Owens joked that his other high-profile teammate, Chad Ochocino, wasn't riding this weekend.
"Batman is taking the job today while Robin is out doing something else," Owens said of his teammate. "I wouldn't call my partner in crime a wimp, but I'm the one taking this ride."
A 17-race IndyCar Series schedule for 2011 will be announced Friday in Indianapolis with no tracks from International Speedway Corporation (ISC) expected to be on the slate. IndyCar Series CEO Randy Bernard said last week that despite a meeting with ISC representatives at Chicagoland Speedway before the IndyCar race on Aug. 28, it was "too little, too late" to keep any of the ISC tracks on next year's schedule. ISC officials have squawked about the $1.5 million sanctioning fee that IndyCar is requesting next season.
Among the major changes that will be unveiled: the race at Kentucky Speedway will be moved from Labor Day Weekend to Oct. 2, moving from a Saturday night race to a Sunday day race. It will be the next-to-last race of the season. If Bruton Smith, the chairman of Speedway Motorsports, Inc., has his way, the IndyCar Series championship will be decided at Las Vegas Motor Speedway.
Bernard is attempting to get the Las Vegas Visitors and Convention Bureau to sponsor the event with a large purse for the championship finale. Another idea that has been floated is to have two races that weekend, with a street race crowning the Mario Andretti Trophy winner on Day 1 with the championship finale taking place on the 1.5-mile Las Vegas Motor Speedway the following day, according to sources.
That grandiose scheme may not become a reality in 2011, however, and if that cannot be completed in time for 2011, the final race of the season may go to Auto Club Speedway in Fontana, Calif., which is ironically an ISC track.

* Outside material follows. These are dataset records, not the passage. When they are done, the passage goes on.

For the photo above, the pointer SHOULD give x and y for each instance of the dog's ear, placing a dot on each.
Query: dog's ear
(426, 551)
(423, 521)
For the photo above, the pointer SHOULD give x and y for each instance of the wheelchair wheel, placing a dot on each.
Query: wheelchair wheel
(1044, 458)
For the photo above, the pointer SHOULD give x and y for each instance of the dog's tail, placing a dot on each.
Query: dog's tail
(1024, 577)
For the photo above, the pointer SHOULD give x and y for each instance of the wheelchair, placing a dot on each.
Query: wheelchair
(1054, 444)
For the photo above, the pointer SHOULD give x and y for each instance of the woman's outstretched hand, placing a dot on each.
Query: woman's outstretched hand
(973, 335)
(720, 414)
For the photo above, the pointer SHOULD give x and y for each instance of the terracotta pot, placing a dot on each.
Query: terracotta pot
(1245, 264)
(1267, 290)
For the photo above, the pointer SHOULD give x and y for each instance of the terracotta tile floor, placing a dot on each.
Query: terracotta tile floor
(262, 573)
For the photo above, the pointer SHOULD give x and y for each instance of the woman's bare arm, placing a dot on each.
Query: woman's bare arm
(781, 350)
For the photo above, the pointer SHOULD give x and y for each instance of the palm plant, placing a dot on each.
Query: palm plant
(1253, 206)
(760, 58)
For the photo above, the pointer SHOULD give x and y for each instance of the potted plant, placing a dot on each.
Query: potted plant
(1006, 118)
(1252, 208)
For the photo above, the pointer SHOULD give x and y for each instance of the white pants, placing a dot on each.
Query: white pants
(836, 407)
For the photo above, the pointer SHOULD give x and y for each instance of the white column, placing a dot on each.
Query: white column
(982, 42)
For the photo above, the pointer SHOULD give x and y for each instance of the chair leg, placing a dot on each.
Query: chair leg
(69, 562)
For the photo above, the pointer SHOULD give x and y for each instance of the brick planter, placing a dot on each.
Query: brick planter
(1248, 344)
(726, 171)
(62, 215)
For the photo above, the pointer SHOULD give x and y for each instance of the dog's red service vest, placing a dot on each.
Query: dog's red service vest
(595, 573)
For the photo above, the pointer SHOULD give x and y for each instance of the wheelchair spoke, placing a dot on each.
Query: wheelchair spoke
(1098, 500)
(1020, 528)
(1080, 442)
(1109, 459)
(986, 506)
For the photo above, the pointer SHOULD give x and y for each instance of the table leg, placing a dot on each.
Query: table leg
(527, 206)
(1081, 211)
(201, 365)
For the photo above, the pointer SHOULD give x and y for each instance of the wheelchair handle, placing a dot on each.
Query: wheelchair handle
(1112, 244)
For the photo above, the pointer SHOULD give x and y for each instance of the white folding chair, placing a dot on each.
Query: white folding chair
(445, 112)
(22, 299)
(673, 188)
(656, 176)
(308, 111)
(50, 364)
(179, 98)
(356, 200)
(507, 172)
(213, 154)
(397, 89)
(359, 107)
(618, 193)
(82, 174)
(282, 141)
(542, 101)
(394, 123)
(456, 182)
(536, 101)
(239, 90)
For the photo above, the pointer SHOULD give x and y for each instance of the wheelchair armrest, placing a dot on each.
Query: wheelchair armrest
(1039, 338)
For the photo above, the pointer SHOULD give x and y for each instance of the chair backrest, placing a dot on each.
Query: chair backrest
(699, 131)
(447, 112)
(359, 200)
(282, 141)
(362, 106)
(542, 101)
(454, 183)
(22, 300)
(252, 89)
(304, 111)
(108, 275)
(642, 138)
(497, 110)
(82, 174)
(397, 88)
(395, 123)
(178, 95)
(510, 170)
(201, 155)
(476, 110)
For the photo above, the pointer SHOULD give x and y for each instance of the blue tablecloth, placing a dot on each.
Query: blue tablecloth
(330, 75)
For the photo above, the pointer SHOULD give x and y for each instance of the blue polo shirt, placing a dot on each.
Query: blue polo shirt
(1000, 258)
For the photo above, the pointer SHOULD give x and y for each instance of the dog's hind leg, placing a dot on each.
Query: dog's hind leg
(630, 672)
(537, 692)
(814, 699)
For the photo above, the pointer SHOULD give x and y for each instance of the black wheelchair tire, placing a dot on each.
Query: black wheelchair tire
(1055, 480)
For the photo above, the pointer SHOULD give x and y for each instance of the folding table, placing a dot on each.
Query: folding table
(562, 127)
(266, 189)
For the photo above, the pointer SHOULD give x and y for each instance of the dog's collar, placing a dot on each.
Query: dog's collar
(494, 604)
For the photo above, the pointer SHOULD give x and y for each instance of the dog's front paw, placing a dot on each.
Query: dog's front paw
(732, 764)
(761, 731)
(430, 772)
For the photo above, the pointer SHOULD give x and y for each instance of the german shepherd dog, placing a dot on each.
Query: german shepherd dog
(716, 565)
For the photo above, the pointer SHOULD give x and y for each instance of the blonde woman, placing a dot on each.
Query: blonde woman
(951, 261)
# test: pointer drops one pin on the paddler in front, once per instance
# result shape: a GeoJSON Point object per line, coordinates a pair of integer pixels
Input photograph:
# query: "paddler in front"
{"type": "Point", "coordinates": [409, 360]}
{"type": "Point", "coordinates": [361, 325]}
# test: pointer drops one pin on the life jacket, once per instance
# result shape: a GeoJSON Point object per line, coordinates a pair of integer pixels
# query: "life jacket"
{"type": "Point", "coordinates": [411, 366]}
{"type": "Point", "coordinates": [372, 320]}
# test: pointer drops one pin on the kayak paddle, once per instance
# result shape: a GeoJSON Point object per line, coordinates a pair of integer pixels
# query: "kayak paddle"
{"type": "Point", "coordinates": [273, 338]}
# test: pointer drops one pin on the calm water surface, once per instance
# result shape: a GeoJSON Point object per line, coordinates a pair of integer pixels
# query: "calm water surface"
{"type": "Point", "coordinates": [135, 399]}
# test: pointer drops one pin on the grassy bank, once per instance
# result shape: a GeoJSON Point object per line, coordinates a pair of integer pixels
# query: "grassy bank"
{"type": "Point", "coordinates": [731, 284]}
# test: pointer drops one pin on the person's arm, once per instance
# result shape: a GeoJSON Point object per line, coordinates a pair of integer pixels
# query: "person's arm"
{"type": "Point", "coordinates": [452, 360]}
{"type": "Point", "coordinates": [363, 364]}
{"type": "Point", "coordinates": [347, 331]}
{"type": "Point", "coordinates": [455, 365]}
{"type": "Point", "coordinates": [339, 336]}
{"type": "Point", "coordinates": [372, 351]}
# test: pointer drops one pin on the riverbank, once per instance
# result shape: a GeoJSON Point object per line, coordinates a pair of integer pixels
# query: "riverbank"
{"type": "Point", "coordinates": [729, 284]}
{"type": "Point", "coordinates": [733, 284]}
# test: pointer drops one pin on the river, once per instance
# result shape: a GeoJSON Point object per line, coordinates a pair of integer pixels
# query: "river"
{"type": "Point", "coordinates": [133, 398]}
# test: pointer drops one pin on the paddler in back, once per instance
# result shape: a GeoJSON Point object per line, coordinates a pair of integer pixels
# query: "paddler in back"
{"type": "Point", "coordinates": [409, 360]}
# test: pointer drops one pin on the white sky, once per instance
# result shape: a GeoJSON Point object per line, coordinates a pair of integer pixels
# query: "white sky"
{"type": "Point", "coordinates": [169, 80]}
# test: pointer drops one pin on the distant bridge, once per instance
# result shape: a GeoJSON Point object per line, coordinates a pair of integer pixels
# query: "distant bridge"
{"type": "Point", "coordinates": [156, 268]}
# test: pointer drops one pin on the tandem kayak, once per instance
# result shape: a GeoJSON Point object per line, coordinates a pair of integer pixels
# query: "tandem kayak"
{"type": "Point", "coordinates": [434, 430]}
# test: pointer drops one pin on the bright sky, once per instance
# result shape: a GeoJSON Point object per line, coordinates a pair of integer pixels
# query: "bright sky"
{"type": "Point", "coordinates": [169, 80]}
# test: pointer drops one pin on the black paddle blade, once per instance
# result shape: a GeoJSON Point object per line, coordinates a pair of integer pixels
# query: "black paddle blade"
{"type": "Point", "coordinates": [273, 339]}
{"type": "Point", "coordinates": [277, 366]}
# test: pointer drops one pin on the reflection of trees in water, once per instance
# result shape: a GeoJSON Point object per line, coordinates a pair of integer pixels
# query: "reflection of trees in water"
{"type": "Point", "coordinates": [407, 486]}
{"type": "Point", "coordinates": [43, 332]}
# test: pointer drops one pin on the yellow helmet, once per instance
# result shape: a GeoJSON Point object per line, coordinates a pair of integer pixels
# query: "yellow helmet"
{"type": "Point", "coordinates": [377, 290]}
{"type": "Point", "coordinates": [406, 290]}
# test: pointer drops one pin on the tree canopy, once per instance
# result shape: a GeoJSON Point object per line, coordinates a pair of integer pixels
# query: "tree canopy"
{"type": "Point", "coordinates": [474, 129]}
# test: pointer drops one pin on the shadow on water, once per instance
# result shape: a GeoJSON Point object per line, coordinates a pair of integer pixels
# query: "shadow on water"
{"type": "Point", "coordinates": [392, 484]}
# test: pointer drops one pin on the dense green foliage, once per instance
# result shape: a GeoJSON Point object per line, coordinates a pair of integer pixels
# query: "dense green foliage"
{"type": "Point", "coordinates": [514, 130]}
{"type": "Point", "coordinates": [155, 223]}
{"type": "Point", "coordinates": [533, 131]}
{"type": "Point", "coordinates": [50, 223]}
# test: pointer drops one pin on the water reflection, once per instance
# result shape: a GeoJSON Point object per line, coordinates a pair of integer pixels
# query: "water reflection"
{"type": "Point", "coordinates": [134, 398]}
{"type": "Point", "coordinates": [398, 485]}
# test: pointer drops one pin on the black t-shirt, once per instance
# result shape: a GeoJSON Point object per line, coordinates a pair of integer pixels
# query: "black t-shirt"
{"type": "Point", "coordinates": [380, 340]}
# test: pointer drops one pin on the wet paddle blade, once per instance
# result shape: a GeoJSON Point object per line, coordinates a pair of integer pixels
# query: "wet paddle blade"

"I don't see anybody running away with this Chase. I think it's going to be tight all the way down to the end and you're probably going to see three or four guys with a legitimate shot to win the championship in the last race. That's something that you really couldn't say in years past. Someone could prove me wrong and really go on a tear, but I feel like there's really been inconsistency with all race teams other than the 29 (Kevin Harvick) all year long. No one's really stepped up and been consistent over a 10-week period. It's tough for me to say who's going to do that." -- NASCAR driver Denny Hamlin forecasting the 2010 Chase.
NASCAR's 26-race regular season comes to an end as the last race takes place at Richmond Saturday night. And while there probably won't be very many surprises as to who makes the 12-driver field that will compete in the 10-race Chase, the Sprint Cup standings will hit the reset button after the Richmond race. Unfortunately, The Chase overshadows the race itself and when it comes to racing, the .750-mile Richmond short track provides some of the best racing all season.